Linux – How to cleanly and silently reload iptables rules

firewalliptableslinuxnat;

I have very complicated and long iptables script. It is not possible to operate on the existing iptables configuration, by doing manual inserts/replaces or deletions. I have a script which simply flushes all rules and custom chains, then reloads everything from scratch. This approach works well, to some extent.

I have a lot of sensitive traffic, like E1 lines encapsulated into IP packets and many others. I can't afford to just drop all rules and reinsert them, because this is simply too slow. Lots of stuff breaks if there is no rule for more then 50ms. Aside from that, some high throughput traffic runs in into partially restored firewall, which ends up in very bad conntrack entries, which require manual intervention to restore functionality.

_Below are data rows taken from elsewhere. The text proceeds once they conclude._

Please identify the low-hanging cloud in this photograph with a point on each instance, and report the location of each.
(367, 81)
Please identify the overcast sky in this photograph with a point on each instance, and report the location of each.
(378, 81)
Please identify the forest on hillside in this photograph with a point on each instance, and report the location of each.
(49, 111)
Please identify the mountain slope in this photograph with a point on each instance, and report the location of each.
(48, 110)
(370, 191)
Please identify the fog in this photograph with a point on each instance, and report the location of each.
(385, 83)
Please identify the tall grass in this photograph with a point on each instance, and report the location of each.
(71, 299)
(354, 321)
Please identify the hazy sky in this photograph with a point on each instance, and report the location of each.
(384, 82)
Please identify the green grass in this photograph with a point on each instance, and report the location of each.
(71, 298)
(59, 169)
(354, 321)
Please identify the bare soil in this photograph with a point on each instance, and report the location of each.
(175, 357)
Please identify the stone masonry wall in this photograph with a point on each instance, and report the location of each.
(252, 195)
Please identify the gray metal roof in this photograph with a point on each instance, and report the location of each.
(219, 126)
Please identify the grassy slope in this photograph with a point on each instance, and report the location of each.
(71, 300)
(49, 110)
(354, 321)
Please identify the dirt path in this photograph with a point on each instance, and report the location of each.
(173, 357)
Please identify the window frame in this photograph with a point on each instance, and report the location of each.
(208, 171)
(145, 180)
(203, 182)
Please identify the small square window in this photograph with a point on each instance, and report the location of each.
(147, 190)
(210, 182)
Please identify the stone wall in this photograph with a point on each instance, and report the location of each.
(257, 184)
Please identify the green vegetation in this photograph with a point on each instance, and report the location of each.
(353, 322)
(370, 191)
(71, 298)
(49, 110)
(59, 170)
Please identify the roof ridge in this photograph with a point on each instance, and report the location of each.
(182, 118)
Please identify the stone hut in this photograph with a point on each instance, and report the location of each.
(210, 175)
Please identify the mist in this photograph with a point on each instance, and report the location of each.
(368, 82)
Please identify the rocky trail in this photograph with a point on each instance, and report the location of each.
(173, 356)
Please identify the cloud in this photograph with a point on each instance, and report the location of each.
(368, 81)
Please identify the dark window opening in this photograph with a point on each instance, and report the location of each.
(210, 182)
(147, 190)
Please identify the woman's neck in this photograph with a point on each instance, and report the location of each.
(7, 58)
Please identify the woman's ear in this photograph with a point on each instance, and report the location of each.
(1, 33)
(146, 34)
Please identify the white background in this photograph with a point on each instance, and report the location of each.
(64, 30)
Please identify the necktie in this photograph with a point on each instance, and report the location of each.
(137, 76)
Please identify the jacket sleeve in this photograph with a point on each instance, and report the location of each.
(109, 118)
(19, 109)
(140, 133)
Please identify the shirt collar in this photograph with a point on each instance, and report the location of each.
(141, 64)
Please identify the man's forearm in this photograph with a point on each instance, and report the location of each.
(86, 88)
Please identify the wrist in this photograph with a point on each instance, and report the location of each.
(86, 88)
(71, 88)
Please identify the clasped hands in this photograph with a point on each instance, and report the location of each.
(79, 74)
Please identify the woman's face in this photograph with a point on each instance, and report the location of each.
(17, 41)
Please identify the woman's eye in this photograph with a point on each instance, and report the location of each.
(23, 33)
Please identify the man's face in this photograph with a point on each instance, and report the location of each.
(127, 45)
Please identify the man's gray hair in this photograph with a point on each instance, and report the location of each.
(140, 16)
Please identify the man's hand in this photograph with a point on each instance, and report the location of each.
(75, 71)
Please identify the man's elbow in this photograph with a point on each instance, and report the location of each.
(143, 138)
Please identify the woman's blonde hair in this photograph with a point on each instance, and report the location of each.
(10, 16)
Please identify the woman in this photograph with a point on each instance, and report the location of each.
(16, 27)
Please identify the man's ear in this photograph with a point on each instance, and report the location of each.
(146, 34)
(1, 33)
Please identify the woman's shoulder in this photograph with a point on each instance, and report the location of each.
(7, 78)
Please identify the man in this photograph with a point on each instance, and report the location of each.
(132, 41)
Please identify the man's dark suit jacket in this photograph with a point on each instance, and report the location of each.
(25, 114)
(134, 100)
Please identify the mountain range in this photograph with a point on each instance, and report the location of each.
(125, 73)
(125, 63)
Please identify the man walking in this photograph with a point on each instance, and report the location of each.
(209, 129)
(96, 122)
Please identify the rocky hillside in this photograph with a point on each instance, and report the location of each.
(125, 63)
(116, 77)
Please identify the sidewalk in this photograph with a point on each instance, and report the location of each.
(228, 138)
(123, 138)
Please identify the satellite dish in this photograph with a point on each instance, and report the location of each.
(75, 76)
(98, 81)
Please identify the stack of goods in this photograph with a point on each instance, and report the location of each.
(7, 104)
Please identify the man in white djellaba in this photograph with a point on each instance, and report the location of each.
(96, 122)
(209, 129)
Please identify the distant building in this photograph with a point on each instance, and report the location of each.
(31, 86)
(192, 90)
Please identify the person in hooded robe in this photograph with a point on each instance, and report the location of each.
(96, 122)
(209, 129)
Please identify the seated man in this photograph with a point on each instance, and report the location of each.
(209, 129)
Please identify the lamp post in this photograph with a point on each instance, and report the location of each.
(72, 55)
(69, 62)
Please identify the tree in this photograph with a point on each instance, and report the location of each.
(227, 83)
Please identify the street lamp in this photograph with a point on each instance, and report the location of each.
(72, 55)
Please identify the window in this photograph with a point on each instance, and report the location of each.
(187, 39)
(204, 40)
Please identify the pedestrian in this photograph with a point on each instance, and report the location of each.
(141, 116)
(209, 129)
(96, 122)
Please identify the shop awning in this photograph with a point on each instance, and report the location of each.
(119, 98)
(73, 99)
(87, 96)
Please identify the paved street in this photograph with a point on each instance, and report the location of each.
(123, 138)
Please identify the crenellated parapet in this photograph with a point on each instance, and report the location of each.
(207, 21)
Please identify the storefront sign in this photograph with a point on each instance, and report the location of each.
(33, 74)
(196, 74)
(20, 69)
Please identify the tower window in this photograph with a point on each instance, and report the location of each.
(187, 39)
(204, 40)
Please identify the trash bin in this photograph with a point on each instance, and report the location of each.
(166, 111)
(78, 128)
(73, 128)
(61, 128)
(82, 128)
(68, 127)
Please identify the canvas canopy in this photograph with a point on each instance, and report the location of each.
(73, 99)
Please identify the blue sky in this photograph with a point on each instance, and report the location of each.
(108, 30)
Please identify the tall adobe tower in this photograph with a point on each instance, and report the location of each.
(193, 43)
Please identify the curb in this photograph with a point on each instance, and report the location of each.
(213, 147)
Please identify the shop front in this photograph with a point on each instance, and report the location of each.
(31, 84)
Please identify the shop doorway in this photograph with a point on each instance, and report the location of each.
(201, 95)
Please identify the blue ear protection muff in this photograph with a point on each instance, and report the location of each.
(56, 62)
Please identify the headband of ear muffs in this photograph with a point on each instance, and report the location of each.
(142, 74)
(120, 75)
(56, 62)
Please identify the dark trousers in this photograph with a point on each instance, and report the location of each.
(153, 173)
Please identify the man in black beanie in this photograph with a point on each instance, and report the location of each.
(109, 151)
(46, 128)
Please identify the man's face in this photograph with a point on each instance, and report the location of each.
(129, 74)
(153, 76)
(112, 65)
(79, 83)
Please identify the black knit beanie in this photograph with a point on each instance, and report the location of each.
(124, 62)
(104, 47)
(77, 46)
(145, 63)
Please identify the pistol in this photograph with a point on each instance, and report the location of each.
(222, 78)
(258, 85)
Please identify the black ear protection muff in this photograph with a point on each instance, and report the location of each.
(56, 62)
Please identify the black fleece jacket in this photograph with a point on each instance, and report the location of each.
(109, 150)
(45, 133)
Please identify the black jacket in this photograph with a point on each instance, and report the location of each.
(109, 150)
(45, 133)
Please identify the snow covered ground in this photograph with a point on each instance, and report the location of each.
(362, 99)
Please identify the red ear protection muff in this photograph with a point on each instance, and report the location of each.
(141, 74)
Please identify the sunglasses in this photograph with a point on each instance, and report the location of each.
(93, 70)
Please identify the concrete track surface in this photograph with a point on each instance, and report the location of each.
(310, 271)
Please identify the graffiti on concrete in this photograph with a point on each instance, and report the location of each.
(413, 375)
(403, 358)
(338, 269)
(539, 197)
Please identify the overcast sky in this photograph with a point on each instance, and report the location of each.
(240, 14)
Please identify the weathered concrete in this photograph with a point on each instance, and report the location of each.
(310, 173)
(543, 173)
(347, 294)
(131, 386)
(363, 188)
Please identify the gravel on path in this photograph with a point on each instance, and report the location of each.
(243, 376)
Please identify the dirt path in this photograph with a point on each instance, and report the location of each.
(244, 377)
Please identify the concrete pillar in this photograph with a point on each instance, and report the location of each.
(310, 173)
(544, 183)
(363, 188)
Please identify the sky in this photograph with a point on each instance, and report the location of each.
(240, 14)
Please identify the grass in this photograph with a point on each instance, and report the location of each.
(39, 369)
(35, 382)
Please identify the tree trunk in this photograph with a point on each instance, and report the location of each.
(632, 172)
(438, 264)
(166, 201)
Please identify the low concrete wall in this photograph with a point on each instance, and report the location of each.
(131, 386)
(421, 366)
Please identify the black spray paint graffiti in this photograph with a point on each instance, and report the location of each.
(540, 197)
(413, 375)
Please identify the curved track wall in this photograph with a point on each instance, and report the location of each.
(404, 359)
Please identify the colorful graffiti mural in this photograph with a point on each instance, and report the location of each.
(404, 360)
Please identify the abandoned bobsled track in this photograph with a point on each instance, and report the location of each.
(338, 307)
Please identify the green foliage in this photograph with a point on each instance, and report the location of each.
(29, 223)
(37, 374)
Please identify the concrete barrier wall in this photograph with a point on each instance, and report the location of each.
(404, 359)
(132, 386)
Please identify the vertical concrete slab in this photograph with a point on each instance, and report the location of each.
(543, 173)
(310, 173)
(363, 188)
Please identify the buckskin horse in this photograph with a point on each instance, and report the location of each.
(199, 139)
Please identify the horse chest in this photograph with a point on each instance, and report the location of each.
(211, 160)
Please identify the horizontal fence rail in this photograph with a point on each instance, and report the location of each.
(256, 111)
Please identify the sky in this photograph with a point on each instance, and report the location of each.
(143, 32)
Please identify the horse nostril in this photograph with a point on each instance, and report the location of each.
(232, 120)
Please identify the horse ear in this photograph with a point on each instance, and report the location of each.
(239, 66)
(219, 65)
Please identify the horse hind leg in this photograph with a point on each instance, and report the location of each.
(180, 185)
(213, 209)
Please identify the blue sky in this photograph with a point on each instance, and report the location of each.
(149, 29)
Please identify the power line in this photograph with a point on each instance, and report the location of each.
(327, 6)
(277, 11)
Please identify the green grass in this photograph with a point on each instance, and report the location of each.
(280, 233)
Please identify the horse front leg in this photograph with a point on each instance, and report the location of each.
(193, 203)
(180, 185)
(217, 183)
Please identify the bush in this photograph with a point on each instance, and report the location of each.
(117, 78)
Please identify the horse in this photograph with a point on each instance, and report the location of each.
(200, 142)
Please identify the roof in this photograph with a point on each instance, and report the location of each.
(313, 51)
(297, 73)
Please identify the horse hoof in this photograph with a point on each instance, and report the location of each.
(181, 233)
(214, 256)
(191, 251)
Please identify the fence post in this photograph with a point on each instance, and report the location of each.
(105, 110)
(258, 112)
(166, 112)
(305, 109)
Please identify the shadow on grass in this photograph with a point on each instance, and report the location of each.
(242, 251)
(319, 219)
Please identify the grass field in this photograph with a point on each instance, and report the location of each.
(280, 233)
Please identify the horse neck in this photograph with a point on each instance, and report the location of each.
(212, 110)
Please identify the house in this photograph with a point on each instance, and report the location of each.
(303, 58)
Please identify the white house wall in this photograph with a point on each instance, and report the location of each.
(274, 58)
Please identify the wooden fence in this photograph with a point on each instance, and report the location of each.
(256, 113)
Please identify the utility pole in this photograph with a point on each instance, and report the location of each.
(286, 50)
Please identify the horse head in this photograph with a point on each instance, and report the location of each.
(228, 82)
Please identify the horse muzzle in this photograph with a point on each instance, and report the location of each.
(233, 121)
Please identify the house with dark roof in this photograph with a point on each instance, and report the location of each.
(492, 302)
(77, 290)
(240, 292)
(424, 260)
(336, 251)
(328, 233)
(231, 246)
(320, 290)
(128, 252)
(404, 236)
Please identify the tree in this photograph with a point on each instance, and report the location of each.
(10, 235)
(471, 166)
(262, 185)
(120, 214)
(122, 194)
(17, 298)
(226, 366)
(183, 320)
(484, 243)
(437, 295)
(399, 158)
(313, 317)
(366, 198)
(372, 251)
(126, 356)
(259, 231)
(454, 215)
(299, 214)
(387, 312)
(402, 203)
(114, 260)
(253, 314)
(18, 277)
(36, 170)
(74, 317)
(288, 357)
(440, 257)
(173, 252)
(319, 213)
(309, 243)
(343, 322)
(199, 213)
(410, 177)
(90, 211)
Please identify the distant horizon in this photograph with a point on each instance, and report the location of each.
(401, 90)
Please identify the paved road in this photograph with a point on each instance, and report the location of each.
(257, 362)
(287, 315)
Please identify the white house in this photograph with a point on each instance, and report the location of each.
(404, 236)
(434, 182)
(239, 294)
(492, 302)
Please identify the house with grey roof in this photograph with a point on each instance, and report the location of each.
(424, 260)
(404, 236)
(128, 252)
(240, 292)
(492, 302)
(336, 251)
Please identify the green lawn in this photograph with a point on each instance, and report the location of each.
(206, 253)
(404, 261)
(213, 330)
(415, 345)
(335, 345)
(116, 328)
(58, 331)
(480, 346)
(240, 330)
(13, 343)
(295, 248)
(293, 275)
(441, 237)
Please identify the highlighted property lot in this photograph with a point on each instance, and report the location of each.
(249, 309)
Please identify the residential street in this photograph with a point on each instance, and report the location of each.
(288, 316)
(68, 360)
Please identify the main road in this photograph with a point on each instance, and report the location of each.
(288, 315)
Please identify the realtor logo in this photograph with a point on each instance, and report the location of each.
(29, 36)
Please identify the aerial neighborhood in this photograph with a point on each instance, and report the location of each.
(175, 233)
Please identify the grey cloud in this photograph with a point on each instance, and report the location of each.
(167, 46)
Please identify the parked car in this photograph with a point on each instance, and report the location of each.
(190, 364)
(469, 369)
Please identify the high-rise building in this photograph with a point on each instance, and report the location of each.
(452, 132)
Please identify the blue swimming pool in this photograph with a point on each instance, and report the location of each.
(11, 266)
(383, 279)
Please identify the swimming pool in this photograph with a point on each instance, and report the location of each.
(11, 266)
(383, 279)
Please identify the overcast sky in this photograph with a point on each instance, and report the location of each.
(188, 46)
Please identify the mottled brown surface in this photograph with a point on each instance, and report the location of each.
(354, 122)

The solution would be to append new rules at the end of current, then to remove the old ones, which can theoretically result in continuous ruleset in place. The problem is, that a script with custom chains, ipset's and such is getting very complicated and error prone.

Question is – do you know any existing solution (extra layer on top of iptables), which handles the problems I mentioned here?

Thanks in Advance.

Best Answer

Have you tried loading your new rules with the iptables-restore command? This is in theory an atomic operation, which may take care of most of your issues. This does require that you write your rules in the format used by iptables-save.